Dim Sum Diaries

Lost In The Wilderness...


The State Department is a huge labyrinth of offices. All of the hallways are stark white and look disconcertingly similar. I spent a half hour every morning for a week meandering around until I located my office. This annoyance aside, everyone in my department was friendly and helpful. I enthusiastically got to work researching and writing fact sheets about our many projects concerning economic reform in the former Soviet Union. When I was on the phone with my boyfriend, I blathered endlessly about how great everything was there. "Oh my god Jeff," I gushed, "the Caesar Salad at the State Department cafeteria is the shit!"

Apart from the internship, I was enlisted in a study program (which was in no way associated with any government institution) run by a coalition of conservative Protestants. They offered classes in foreign and domestic policy with an emphasis on social justice. The premise sounded reasonable enough. I shared a one-bedroom apartment with three other girls from the program. Hopes of a close friendship with my roommates were quickly dashed when two of them recorded our apartment answering machine message as, "Hello, you have reached the home of the last two American virgins..."

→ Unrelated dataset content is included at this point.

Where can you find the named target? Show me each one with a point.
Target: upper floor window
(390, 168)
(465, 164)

In the foreign policy class, Cyndi (the instructor) directed us to write a paper regarding a relevant foreign policy issue. "I want biblical analysis in this essay, people!" she barked emphatically. This essay would be a cakewalk, I thought. All the research I had done at work would come in handy. It was certainly relevant. In fact, my boss had already commented on what a great job I had done writing the fact sheets. I focused on the plight of Kazakhstan, including much of the verbiage from my research. But I still had to incorporate some biblical principles analysis. But there were so many to choose from! I took out my bible and decided that any page I opened at random must surely have something of value...which turned out to be the book of Leviticus. Ah, the Jubilee principle! Essentially my "analysis" was: like the Israelites, Kazakhstan had been going through the wilderness (by not being a democracy). However, if they embraced the biblical principle of Jubilee, that is, social renewal and a turn towards Christianity, they should move successfully towards democratization. I hoped Cyndi wouldn't take my biblical analysis too seriously. The nation of Kazakhstan was 44% Muslim and 43% Russian-Orthodox. What were the chances of the entire nation of Kazakhstan embracing evangelical Christianity in my lifetime?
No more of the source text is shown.